The researchers speculate that the poly(A)-binding proteins on the sporozoite surface allow the parasite to interact with RNA from sources outside of the parasite and could thus provide an opportunity for the parasite to interact with the mosquito or the host through their RNA.
"This study suggests that the parasite's interaction with outside RNA is probably much more pervasive than we thought it was," said Lindner. "It is possible that this kind of interaction could eventually provide a new target for intervention strategies, but the first step is understanding why the malaria parasite has these poly(A)-binding proteins on the sporozoite surface."

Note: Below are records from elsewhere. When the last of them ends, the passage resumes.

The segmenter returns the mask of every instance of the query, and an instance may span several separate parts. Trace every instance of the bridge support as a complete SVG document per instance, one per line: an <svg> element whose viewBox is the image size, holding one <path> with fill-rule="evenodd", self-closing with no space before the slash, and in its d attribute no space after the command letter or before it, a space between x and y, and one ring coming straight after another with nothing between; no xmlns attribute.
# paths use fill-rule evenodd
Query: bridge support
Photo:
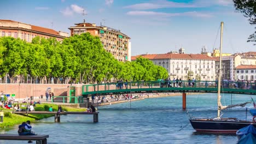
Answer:
<svg viewBox="0 0 256 144"><path fill-rule="evenodd" d="M58 116L58 114L55 114L55 116L54 117L54 120L55 120L55 123L60 122L60 115L59 115Z"/></svg>
<svg viewBox="0 0 256 144"><path fill-rule="evenodd" d="M94 113L94 123L97 123L97 122L98 122L98 113Z"/></svg>
<svg viewBox="0 0 256 144"><path fill-rule="evenodd" d="M182 109L183 110L186 109L186 95L185 93L182 94Z"/></svg>

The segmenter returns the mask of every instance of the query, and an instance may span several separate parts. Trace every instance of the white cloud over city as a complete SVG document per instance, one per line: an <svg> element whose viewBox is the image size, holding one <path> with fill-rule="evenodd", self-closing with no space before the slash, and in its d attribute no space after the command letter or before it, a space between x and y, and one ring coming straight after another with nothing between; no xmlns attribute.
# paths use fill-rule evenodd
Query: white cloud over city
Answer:
<svg viewBox="0 0 256 144"><path fill-rule="evenodd" d="M114 0L105 0L105 4L108 5L110 5L114 2Z"/></svg>
<svg viewBox="0 0 256 144"><path fill-rule="evenodd" d="M82 14L83 13L84 8L76 4L71 4L65 9L61 10L60 12L64 16L69 16L73 15L74 13ZM86 12L85 12L86 13Z"/></svg>

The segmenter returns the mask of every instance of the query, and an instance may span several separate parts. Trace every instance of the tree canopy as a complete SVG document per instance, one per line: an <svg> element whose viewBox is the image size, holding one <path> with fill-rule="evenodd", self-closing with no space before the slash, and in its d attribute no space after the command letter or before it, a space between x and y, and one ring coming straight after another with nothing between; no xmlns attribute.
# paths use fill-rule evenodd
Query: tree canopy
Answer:
<svg viewBox="0 0 256 144"><path fill-rule="evenodd" d="M256 1L233 0L236 10L243 14L252 25L256 25ZM256 29L256 27L255 27ZM256 31L249 36L247 42L256 45Z"/></svg>
<svg viewBox="0 0 256 144"><path fill-rule="evenodd" d="M0 77L10 83L94 83L165 79L167 70L142 57L118 61L107 52L97 37L89 33L65 38L38 37L32 43L0 38ZM17 81L19 80L19 81ZM5 81L3 81L4 82Z"/></svg>

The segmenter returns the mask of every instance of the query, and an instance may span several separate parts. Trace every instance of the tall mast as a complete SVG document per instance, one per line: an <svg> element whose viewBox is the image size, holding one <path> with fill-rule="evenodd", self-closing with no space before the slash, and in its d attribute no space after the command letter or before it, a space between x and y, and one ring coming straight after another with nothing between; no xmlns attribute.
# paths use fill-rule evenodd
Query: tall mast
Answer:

In addition to Lindner and Minns, the research team includes Penn State graduate students Kevin Hart and Suriyasri Subramanian, and Susan Hafenstein, associate professor of biochemistry and molecular biology at Penn State and associate professor of at Penn State University Park, and associate professor medicine and of microbiology and immunology at the Penn State College of Medicine. This work was funded by the National Institutes of Health and supported by the Huck Institutes of the Life Sciences.